Outre les difficultés créées par une situation économique très difficile, même si l'on constate à Tirana un certain dynamisme , le rapprochement de l'Albanie et de l'Union européenne doit s'accompagner d'un changement des mentalités .

Les élites albanaises disent leur souhait d'intégration, il existe un ministre chargé de l'intégration européenne, une toute nouvelle commission de l'intégration européenne vient d'être créée à l'Assemblée nationale, mais le peuple albanais a une vision déformée de l'Union, perçue essentiellement comme le moyen de sortir le pays de ses difficultés économiques. Les efforts liés au processus d'intégration ne sont pas forcément compris, de même qu'il serait illusoire de penser que tous les problèmes que rencontre le pays en matière d'établissement d'un État de droit pourront être résolus par l'Union européenne.

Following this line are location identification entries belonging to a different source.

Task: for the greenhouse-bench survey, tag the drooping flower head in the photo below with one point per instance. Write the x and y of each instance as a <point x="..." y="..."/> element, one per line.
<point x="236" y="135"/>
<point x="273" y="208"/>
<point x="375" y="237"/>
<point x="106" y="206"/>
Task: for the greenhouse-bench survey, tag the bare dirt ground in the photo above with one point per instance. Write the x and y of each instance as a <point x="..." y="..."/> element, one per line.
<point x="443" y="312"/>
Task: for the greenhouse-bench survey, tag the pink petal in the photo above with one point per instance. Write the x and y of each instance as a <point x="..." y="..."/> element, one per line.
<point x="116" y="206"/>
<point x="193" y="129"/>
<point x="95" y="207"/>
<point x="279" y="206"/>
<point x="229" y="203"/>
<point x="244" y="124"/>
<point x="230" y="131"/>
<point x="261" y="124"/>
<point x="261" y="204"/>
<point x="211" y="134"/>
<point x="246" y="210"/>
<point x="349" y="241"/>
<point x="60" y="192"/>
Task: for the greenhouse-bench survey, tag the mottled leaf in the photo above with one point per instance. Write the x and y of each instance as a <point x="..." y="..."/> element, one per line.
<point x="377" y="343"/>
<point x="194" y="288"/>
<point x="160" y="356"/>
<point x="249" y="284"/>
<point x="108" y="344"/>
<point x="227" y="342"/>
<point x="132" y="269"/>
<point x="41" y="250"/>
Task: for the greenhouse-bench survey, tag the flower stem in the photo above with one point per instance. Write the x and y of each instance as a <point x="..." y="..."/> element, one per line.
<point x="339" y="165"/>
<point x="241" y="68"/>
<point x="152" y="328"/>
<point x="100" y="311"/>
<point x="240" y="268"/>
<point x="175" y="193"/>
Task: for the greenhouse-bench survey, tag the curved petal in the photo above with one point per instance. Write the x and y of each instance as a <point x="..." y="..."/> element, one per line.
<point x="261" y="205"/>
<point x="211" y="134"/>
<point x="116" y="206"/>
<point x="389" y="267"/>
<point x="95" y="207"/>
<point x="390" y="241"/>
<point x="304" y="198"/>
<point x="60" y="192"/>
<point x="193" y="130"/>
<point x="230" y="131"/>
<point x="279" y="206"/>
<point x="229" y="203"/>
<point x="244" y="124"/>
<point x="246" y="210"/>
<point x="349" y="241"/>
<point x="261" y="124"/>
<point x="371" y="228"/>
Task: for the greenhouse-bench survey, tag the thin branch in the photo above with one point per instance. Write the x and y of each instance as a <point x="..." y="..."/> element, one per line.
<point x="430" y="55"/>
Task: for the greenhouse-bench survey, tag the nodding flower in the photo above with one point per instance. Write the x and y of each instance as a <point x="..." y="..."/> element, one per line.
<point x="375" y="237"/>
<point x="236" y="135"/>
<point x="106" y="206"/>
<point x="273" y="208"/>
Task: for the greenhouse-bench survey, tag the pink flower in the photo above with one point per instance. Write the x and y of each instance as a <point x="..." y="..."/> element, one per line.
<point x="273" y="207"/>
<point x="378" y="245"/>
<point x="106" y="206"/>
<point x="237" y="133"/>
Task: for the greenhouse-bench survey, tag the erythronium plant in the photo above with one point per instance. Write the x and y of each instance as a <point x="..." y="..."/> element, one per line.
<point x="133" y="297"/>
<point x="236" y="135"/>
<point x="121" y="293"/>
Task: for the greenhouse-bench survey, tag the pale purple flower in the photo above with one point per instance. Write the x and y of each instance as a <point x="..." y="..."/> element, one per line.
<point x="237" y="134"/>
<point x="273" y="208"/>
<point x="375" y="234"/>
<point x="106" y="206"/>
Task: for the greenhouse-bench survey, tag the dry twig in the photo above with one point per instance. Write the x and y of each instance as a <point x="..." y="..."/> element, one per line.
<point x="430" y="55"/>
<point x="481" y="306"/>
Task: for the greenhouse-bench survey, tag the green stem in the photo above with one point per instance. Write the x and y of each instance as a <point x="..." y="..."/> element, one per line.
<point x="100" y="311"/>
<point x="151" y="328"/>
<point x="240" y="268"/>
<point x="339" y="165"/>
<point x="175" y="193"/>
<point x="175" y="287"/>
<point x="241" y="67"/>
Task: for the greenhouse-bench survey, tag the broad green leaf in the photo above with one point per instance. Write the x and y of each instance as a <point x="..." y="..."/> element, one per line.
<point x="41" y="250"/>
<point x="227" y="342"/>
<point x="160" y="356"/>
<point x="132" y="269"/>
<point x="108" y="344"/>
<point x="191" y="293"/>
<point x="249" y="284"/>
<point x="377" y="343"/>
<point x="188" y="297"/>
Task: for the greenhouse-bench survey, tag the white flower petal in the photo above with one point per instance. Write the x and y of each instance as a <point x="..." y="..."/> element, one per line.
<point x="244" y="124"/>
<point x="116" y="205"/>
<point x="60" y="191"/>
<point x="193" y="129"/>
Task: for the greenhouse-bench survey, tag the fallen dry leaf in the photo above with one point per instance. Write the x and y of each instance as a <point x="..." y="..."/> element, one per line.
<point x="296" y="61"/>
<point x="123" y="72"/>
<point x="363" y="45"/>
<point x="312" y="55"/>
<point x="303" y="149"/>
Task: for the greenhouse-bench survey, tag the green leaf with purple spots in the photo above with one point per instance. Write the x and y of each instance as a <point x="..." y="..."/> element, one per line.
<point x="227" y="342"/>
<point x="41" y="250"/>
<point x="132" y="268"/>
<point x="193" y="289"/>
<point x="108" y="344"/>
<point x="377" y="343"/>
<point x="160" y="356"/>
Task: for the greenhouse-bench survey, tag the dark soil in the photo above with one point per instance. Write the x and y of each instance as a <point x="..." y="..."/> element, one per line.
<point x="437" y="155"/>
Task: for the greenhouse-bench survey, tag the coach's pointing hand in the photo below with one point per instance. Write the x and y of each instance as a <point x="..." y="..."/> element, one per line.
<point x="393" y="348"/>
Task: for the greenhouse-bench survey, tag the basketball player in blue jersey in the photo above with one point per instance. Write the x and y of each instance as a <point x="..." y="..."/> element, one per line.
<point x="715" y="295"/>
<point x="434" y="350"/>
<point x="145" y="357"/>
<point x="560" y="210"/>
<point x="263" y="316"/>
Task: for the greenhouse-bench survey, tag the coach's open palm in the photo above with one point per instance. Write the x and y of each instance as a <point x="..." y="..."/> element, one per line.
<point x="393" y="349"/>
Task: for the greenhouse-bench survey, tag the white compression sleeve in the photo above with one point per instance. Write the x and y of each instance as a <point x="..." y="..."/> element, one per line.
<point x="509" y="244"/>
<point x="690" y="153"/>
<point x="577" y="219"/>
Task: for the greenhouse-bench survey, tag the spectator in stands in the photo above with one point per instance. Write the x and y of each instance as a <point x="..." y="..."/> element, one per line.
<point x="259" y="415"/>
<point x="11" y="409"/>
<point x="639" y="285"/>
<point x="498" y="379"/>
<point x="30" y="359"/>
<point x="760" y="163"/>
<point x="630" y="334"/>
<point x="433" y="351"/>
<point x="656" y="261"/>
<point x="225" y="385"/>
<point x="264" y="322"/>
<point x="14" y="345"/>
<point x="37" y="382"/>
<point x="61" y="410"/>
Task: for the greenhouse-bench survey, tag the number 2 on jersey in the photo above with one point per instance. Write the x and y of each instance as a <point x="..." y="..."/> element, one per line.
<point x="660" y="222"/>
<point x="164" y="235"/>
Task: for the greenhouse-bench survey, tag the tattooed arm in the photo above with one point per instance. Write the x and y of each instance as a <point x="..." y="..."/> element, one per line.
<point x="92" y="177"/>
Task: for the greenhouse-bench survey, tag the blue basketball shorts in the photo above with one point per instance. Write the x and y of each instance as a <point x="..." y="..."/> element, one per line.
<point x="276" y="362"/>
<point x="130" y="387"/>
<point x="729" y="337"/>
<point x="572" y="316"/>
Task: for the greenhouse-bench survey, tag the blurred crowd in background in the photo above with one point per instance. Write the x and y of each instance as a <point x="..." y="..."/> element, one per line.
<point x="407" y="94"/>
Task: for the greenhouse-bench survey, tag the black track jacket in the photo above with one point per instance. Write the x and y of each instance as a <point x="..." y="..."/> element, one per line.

La perception de l'Union européenne en Albanie selon la Commission européenne

« L'intégration progressive du pays dans les structures de l'Union européenne apparaît comme l'une des principales aspirations politiques de l'Albanie , ce que continue de refléter le discours de l'élite politique et administrative de l'Albanie. Des contacts étroits et fréquents avec la Communauté ont permis à ces élites de développer une assez bonne compréhension des significations que revêt le processus d'intégration.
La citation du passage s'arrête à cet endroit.